Oleh: Selamat Ginting, Wartawan Senior Republika
WR Supratman menjadi jurnalis di koran Kaoem Moeda, kemudian di koran Sinpo. Di situlah ia mulai aktif terlibat dalam pergerakan nasional di Jakarta.
Terik panas yang menyengat di Surabaya, tak menyurutkan langkah untuk menyusuri jejak pahlawan bangsa. Tak terasa langkah kaki sampai di Jalan Kenjeran, Surabaya Timur. Ada sebuah bangunan pemakaman yang di dalamnya banyak ditumbuhi pohon kamboja.
Ada beberapa angkutan kota yang berhenti di depan pemakaman sehingga pandangan mata terhalang. Setelah angkutan kota bergerak, barulah terlihat tulisan. “WR Supratman, Pencipta Lagu Kemerdekaan Indonesia Raya.”
Ya, di situ terbaring seorang pahlawan bangsa. Seorang komposer yang lagunya “Indonesia Raya”, diputuskan sebagai lagu kebangsaan. Dialah Wage Rudolf Supratman, yang makamnya diresmikan pada 18 Mei 2003.
Di dalam kompleks pemakaman, berdiri patung WR Supratman yang mengenakan kacamata, sedang memainkan biola kesayangannya. Di depan patung setinggi 2,5 meter itu, terdapat tiang bendera. Kemudian, di belakangnya ada prasasti bertuliskan bait lagu Indonesia Raya.
Sedangkan di bagian kanan, terdapat bangunan berbentuk joglo. Di situ jasad WR Supratman disemayamkan. Nisannya berbentuk siluet biola pada bagian tengahnya. Dan pada makam tersebut juga terdapat potongan not balok dan syair lagu “Indonesia tanah airku, Indonesia Tanah jang mulja, Indonesia tanah jang sutji”.
Peran Wage memang tak bisa diremehkan dalam perjuangan bangsa ini untuk meraih kemerdekaan. Begitu banyak kiprahnya sebagai komponis dan sebagai wartawan muda yang turut mendorong kemerdekaan. Sayang, ia tak sempat menjadi saksi kemerdekaan republik ini. Ia mati muda, dalam usia 35 tahun.

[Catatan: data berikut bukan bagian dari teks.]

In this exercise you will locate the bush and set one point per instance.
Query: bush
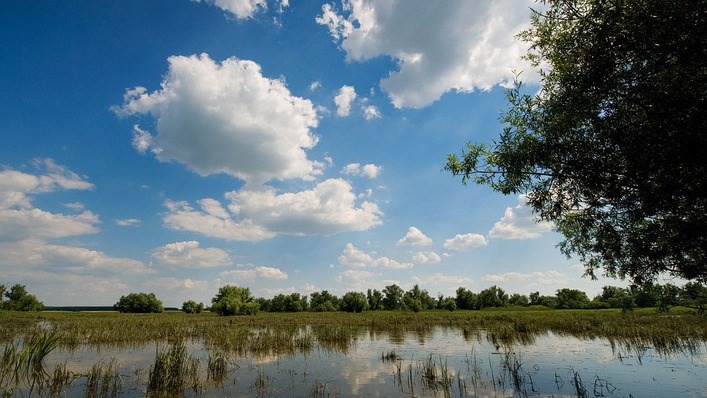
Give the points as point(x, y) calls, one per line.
point(141, 303)
point(192, 307)
point(234, 300)
point(18, 299)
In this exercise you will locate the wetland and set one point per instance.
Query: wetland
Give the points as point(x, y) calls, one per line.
point(494, 353)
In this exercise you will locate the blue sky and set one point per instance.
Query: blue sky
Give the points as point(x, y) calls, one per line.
point(178, 146)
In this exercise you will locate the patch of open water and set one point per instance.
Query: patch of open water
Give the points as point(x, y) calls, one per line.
point(444, 363)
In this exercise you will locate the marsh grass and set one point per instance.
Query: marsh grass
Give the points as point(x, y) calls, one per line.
point(103, 380)
point(22, 361)
point(173, 370)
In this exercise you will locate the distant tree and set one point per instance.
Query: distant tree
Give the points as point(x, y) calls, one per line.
point(466, 300)
point(323, 301)
point(393, 299)
point(354, 302)
point(493, 296)
point(611, 148)
point(518, 300)
point(571, 299)
point(234, 300)
point(18, 299)
point(375, 299)
point(192, 307)
point(449, 304)
point(293, 302)
point(668, 297)
point(140, 303)
point(646, 296)
point(694, 294)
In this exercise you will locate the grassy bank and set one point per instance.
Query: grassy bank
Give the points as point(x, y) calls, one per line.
point(290, 331)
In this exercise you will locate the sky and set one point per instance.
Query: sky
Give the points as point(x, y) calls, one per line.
point(176, 146)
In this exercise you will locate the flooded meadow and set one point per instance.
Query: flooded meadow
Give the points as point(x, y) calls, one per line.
point(330, 355)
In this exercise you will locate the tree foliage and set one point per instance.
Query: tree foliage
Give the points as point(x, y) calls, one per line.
point(139, 303)
point(611, 149)
point(354, 302)
point(234, 300)
point(18, 299)
point(192, 307)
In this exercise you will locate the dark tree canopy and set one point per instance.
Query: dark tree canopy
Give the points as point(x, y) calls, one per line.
point(18, 299)
point(612, 147)
point(234, 300)
point(139, 303)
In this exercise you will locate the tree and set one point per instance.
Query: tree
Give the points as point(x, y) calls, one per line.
point(139, 303)
point(375, 299)
point(18, 299)
point(192, 307)
point(354, 302)
point(518, 300)
point(493, 296)
point(234, 300)
point(323, 301)
point(393, 299)
point(465, 299)
point(571, 299)
point(611, 148)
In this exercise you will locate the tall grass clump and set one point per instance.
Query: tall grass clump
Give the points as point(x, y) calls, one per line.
point(103, 381)
point(172, 371)
point(22, 361)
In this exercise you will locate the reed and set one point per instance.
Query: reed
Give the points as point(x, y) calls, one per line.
point(172, 371)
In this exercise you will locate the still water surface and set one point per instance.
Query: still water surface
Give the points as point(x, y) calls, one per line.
point(445, 362)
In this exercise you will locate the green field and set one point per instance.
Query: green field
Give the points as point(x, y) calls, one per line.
point(285, 331)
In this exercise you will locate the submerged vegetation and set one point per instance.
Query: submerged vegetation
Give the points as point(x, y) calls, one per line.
point(176, 370)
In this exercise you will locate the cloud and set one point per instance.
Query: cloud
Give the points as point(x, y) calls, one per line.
point(254, 273)
point(189, 254)
point(226, 118)
point(128, 222)
point(368, 170)
point(60, 258)
point(352, 256)
point(329, 208)
point(415, 237)
point(20, 220)
point(465, 242)
point(551, 277)
point(171, 283)
point(426, 258)
point(371, 112)
point(439, 47)
point(344, 99)
point(15, 186)
point(519, 222)
point(244, 9)
point(315, 85)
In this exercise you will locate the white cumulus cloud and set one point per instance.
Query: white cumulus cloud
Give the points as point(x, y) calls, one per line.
point(426, 258)
point(244, 9)
point(519, 222)
point(439, 46)
point(189, 254)
point(415, 237)
point(344, 99)
point(352, 256)
point(261, 272)
point(226, 118)
point(465, 242)
point(253, 215)
point(368, 170)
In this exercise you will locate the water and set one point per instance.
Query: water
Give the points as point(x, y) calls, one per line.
point(443, 362)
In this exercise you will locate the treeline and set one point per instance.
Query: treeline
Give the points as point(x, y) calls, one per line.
point(234, 300)
point(18, 299)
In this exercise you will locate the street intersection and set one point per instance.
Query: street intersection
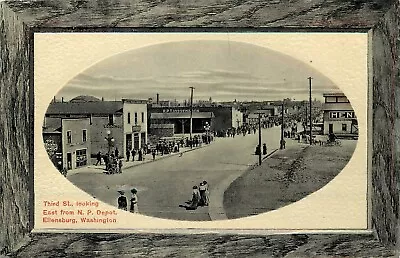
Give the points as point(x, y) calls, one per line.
point(165, 184)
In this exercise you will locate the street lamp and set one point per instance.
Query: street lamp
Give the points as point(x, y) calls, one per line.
point(110, 140)
point(310, 82)
point(191, 115)
point(282, 140)
point(207, 130)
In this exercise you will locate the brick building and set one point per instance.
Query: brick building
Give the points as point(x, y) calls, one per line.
point(339, 117)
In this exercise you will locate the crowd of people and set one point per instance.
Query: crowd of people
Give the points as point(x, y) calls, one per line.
point(200, 196)
point(133, 201)
point(112, 161)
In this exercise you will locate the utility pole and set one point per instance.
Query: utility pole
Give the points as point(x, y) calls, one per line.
point(259, 139)
point(305, 119)
point(191, 116)
point(283, 109)
point(310, 81)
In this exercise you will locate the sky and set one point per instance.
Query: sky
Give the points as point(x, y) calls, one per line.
point(223, 70)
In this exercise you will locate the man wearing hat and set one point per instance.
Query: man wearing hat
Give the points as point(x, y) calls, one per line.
point(122, 202)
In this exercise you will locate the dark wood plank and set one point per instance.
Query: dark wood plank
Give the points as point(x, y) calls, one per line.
point(155, 245)
point(16, 184)
point(386, 129)
point(203, 13)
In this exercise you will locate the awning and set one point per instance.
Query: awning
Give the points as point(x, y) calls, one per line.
point(178, 115)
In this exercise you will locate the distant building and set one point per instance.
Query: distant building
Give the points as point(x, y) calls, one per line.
point(339, 117)
point(218, 117)
point(76, 144)
point(104, 117)
point(135, 123)
point(125, 121)
point(267, 115)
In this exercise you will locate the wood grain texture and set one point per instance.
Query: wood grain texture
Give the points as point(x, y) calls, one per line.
point(20, 18)
point(386, 130)
point(203, 13)
point(143, 245)
point(16, 184)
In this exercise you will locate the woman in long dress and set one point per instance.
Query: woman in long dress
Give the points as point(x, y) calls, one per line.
point(206, 193)
point(195, 198)
point(134, 200)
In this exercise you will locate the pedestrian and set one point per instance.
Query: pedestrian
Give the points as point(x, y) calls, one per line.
point(207, 193)
point(106, 160)
point(120, 166)
point(116, 153)
point(134, 200)
point(283, 143)
point(122, 202)
point(195, 198)
point(202, 190)
point(133, 152)
point(140, 153)
point(98, 157)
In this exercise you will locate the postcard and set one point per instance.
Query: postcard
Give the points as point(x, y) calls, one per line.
point(211, 131)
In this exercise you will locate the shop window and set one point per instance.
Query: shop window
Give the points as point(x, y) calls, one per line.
point(84, 135)
point(81, 158)
point(135, 118)
point(69, 137)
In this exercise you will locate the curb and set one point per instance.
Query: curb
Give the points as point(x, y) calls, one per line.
point(166, 156)
point(137, 164)
point(216, 210)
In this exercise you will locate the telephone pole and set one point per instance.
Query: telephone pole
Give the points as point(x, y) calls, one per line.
point(259, 139)
point(310, 81)
point(191, 115)
point(283, 109)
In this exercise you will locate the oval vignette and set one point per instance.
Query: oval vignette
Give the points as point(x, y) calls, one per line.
point(181, 113)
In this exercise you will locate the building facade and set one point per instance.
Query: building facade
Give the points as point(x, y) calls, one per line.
point(76, 143)
point(339, 117)
point(135, 124)
point(105, 120)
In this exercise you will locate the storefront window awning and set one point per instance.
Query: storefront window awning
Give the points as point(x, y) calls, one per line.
point(186, 115)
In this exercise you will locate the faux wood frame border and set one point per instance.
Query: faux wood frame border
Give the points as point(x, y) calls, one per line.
point(19, 19)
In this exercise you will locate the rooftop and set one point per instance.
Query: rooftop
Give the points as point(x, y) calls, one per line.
point(85, 108)
point(334, 94)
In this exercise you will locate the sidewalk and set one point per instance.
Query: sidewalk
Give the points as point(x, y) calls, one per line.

Inilah pesan terakhirnya sebelum meninggal, “Nasibkoe soedah begini, inilah jang disoekai oleh pemerintah Hindia Belanda. Biarlah saja meninggal, saja ichlas. Saja toch soedah beramal, berdjoang dengan carakoe, dengan biolakoe. Saja jakin Indonesia pasti Merdeka.”
Di sisi kiri pemakaman, terdapat prasasti yang berisi hikayat sejarah WR Supratman. Dalam prasasti tersebut, diceritakan bagaimana kisah sang violis tersebut. Tertulis: sang komponis besar, Wage Rudolf Supratman dilahirkan di Jatinegara, Jakarta, pada 9 Maret 1903.
Pada 1914, di bawah asuhan kakak iparnya, WM Van Eldik, ia pindah ke Makassar dan belajar gitar dan biola di kota itu. WM Van Eldik adalah suami dari kakak WR Supratman yang bernama Roekijem. Lima tahun kemudian, pada 1919, WR Supratman bersekolah di sekolah guru kemudian diangkat menjadi guru.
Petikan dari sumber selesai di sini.